Application Tuning in go: Benchmarks

January 15, 2018

One of the best parts about writing and maintaining software with go is that it comes with “batteries included” for developing scalable applications. Beyond just verifying the correctness of your code using go’s testing package, you can just as easily measure and track the performance of your code, using more or less the same paradigms and constructs. To illustrate the power and simplicity of benchmarks, this post walks through an example, real-world, tuning scenario.

Our sample program

For our exercise we will be tuning the performance of a statsd client that our hypothetical web server relies on. Our server calls out to this client multiple times when serving each request, making it a very “hot” region of code.
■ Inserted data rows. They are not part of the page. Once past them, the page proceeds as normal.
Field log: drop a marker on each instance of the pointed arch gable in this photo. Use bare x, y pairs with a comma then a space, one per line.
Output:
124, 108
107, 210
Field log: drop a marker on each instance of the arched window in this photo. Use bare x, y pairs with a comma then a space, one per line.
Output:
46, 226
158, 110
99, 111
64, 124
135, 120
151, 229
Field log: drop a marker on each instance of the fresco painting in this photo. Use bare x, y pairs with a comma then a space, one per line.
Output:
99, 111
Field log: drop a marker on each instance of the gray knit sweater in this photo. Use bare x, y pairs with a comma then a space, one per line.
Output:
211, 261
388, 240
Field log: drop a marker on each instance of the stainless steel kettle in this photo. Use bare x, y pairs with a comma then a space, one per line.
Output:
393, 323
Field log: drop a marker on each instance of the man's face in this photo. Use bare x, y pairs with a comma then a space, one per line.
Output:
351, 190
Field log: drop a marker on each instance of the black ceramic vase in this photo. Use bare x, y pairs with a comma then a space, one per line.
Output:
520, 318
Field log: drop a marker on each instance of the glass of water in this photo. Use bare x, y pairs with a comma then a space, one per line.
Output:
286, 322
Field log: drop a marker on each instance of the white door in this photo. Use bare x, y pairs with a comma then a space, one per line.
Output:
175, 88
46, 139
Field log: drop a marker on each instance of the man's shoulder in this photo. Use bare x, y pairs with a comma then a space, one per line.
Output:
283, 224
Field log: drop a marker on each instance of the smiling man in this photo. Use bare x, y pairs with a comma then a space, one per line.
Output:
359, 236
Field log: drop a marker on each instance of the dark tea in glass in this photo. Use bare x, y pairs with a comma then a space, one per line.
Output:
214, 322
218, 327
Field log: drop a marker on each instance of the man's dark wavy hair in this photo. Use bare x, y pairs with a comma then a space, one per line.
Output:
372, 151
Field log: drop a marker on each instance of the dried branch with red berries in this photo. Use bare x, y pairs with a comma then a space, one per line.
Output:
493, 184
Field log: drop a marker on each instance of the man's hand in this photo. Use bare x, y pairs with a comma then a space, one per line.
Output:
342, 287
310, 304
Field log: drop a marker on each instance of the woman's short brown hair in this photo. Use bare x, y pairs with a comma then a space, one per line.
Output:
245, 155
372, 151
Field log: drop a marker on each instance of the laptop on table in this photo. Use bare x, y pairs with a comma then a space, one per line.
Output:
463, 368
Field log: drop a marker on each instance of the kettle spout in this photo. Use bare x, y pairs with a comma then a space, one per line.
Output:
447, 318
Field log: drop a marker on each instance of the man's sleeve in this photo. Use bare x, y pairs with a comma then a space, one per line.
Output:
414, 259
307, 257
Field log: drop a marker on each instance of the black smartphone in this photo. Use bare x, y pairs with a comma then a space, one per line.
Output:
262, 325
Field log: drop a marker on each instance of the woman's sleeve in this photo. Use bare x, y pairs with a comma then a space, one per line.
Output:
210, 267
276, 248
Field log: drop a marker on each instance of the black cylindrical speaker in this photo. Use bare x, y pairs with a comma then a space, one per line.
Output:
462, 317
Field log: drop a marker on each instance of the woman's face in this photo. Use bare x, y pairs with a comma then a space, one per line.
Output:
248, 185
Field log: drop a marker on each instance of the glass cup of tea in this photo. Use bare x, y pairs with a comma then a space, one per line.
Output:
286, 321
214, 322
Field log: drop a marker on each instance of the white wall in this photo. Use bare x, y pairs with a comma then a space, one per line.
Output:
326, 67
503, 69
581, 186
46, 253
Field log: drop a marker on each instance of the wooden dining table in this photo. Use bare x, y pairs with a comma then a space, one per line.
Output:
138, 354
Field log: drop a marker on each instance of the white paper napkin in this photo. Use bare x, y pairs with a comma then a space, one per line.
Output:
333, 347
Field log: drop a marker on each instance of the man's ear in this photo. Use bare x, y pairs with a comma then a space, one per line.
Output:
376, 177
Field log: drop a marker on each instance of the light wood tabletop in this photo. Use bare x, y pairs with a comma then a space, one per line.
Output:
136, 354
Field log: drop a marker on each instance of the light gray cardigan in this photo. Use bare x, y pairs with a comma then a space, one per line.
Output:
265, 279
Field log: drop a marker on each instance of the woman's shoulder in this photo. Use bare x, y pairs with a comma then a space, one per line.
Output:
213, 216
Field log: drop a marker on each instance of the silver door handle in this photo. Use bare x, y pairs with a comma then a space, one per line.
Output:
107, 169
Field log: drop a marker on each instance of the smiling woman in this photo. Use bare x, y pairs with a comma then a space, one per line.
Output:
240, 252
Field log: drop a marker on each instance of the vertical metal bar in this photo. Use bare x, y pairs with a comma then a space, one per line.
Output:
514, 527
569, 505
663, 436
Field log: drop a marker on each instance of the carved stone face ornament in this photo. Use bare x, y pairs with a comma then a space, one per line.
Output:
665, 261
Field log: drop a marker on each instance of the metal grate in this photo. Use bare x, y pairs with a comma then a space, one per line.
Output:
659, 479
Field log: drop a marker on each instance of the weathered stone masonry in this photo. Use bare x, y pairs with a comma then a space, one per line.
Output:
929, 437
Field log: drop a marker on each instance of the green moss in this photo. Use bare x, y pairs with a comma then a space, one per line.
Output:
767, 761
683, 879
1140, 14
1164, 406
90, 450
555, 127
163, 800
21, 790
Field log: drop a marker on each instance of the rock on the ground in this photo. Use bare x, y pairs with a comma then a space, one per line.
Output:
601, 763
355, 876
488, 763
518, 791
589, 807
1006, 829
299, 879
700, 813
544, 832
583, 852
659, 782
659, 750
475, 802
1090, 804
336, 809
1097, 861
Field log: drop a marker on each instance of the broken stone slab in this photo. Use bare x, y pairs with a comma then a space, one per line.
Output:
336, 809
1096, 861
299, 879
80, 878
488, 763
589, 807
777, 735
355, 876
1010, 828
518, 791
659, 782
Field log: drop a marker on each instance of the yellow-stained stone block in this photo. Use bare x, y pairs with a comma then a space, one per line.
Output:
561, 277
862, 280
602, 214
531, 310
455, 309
By using pprof, we have identified that we are spending a lot of CPU time in one function - a small utility for adding tags to a stat string as per the DogStatsD spec.

// fmtStatString takes a preformatted statting string and appends
// a flattened map of tags to it.
func fmtStatStr(stat string, tags map[string]string) string {
  parts := make([]string, 0, len(tags))
  for k, v := range tags {
    if v != "" {
      parts = append(parts, fmt.Sprintf("%s:%s", clean(k), clean(v)))
     }
  }

  return fmt.Sprintf("%s|%s", stat, strings.Join(parts, ","))
}

Writing A Benchmark

The process of writing benchmarks should be very familiar to those who have written a functional test in go before. The key difference is a different parameter to your testing function - *testing.B instead of *testing.T, as well as the inclusion of a small looping construct in the body of your test.

Most benchmarks ultimately end up resembling this pattern:

func exLog() {
  log.Println("bench")
}

func BenchmarkLogging(b *testing.B) {
    for i := 0; i < b.N; i++ {
      exLog()
    }
}

Under the hood, the go test tool will the execute code inside of the benchmark loop until a certain time limit is reached, at which point it is simple to derive performance characteristics from the number of iterations that finished and the resource consumption of your application during that time.

In order to get the absolute tightest bound on your application’s true performance, you should design your benchmark so that you have only the code you wish to measure inside the benchmark “for” loop. By doing any setup outside of the benchmark loop and then calling b.ResetTimer you will ensure that no allocations or cycles spent during setup will pollute your results.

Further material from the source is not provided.